More than a decade ago, a team led by University of Florida neurologist Michael Pyle published the first blood-sign study of blood flow in the brain, which had never been done before.
The study, published in the Journal of Neurology and Neurosurgery in 2013, revealed that the brain had a high concentration of blood vessels.
In his book Blood Sign, Pyle wrote, “The blood vessels were connected to the blood-brain barrier in the form of blood capillaries, and it was thought that these capillary structures would be responsible for regulating blood flow.”
The capillar structures had not been shown to be blood vessels in humans before the study.
But in mice, a group of scientists, led by Pyle, showed that they do carry a blood capillary, a piece of protein that forms the blood vessels’ inner wall.
That protein, called a blood endothelial cell, is a type of blood vessel, and scientists were able to show that the blood capilla could actually be a type that is more efficient at transporting nutrients and oxygen to the brain.
After the blood endothelium had been injected into mice, Pyl’s team discovered that when they injected the endothelial cells into the brain at the right time, they were able, by altering blood flow to different parts of the brain and altering how they were attached to the surrounding blood vessels, to cause the animals to grow blood vessels instead of the capillae.
“Our data showed that the capillary endothelia in mice could be manipulated to grow new blood vessels,” Pyle said.
“This was the first time we had shown that blood vessels could be grown from the capilla endotheli, and we have now shown that the same thing can be done in humans.”
Pyle and his team have been able to demonstrate that blood vessel growth and contraction are different in the human brain than in mice.
The team has found that the human blood vessels can become more vascular, while mice that are fed with a diet low in calcium and other nutrients are more prone to develop atherosclerosis, the buildup of fatty deposits in the arteries that are responsible for plaque buildup in the blood.
According to the team, the study also revealed that there are different kinds of blood cell types in humans.
“The first step was to identify which types of blood cells are involved in blood vessel formation,” Pyl said.
“There is evidence that there is a relationship between the number of different blood cell species and the ability of blood to travel across the blood brain barrier,” he continued.
“These findings suggest that a combination of these factors may help to regulate blood flow through the brain.”

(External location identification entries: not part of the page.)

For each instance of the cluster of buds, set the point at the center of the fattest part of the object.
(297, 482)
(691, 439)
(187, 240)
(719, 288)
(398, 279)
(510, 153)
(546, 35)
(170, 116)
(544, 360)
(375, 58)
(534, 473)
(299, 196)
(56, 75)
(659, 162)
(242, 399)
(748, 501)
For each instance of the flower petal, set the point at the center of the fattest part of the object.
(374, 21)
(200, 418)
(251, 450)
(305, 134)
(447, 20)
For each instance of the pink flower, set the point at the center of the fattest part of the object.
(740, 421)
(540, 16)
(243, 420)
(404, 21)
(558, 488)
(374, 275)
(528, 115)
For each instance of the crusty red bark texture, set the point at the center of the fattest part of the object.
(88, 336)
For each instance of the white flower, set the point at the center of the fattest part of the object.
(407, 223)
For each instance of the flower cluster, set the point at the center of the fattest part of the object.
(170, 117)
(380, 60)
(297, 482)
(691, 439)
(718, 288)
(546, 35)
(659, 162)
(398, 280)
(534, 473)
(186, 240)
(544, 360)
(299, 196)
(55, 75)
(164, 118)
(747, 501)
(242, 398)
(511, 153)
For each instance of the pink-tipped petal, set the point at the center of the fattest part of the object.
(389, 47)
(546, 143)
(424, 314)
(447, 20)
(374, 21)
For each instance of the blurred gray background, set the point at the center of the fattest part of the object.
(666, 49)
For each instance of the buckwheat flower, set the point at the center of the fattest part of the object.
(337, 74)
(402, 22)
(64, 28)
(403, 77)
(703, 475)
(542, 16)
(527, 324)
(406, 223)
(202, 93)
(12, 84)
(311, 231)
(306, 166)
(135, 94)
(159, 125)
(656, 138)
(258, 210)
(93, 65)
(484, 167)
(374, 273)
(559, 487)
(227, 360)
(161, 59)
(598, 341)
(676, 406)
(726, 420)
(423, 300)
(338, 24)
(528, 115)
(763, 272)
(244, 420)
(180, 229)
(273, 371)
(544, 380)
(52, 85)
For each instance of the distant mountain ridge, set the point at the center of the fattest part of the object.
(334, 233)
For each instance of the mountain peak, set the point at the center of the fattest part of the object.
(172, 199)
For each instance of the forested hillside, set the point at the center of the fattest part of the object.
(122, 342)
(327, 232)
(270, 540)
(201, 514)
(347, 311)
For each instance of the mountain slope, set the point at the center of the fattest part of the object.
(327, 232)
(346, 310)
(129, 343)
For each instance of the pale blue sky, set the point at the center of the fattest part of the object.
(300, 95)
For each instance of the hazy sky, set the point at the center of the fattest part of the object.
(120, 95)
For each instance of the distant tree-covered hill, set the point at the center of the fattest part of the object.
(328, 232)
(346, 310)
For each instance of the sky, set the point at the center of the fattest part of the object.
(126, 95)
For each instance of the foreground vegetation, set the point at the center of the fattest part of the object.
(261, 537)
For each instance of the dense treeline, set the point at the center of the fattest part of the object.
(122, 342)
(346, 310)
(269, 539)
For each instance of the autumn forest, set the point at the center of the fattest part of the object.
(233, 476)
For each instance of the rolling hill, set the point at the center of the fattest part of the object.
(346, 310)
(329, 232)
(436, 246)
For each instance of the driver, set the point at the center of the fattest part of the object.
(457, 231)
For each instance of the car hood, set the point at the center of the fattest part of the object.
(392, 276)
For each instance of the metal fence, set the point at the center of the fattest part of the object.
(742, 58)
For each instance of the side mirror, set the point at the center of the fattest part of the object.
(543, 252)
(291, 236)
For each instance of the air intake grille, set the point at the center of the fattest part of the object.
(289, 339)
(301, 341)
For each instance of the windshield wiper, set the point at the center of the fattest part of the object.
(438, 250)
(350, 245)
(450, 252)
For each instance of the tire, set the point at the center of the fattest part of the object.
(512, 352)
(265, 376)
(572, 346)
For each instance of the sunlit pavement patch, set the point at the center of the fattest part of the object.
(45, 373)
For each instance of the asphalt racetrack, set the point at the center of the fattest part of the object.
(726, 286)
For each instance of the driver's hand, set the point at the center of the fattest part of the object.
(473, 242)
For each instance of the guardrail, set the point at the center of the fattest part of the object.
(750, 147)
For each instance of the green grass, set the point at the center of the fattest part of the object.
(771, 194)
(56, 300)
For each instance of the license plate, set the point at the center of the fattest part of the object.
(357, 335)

Pyl said that there was evidence that the type of endothelial cells in the mouse brain could also have a role in the development of Alzheimer’s disease, as well.
“We found that endothelial-type cells have been shown in mice to be involved in vascular remodeling and that their production may be an important component of vascular disease,” he said.
Pyles said that one of the reasons why the blood cell density in humans is so high is that it is the only blood cell type in the body that has an affinity for oxygen.
“[There is] a lot of variability in blood cell count across the body, and this variability has to do with what kind of blood is circulating,” he explained.
“So there is the possibility that there may be differences in how the blood cells work with regard to oxygen.
There may be a difference in the efficiency of those blood cells.
While it is unclear exactly how the human endothelios are responsible, Pyles said it was clear that blood cells do not form from a single piece of tissue.
When it comes to the role of blood in the process of blood clotting, Pels said, “the important thing is that the flow of blood does not become a bottleneck, which would be bad for blood clot prevention.” “
[We] showed that we can make blood from a number of blood stem cells that are very specialized, which is why they are called endotheliopheres,” he added.
When it comes to the role of blood in the process of blood clotting, Pels said, “the important thing is that the flow of blood does not become a bottleneck, which would be bad for blood clot prevention.”
According for the research, the endothelio cells in blood stem cell cells that produce blood stem, and then in endothelial stem cells in various organs in the same body are the “primary source of circulating oxygen in the circulatory system,” according to the study’s lead author, Ravi Gupta, MD, PhD. The findings were supported by grants from the National Institutes of Health (R01 AG04976-04).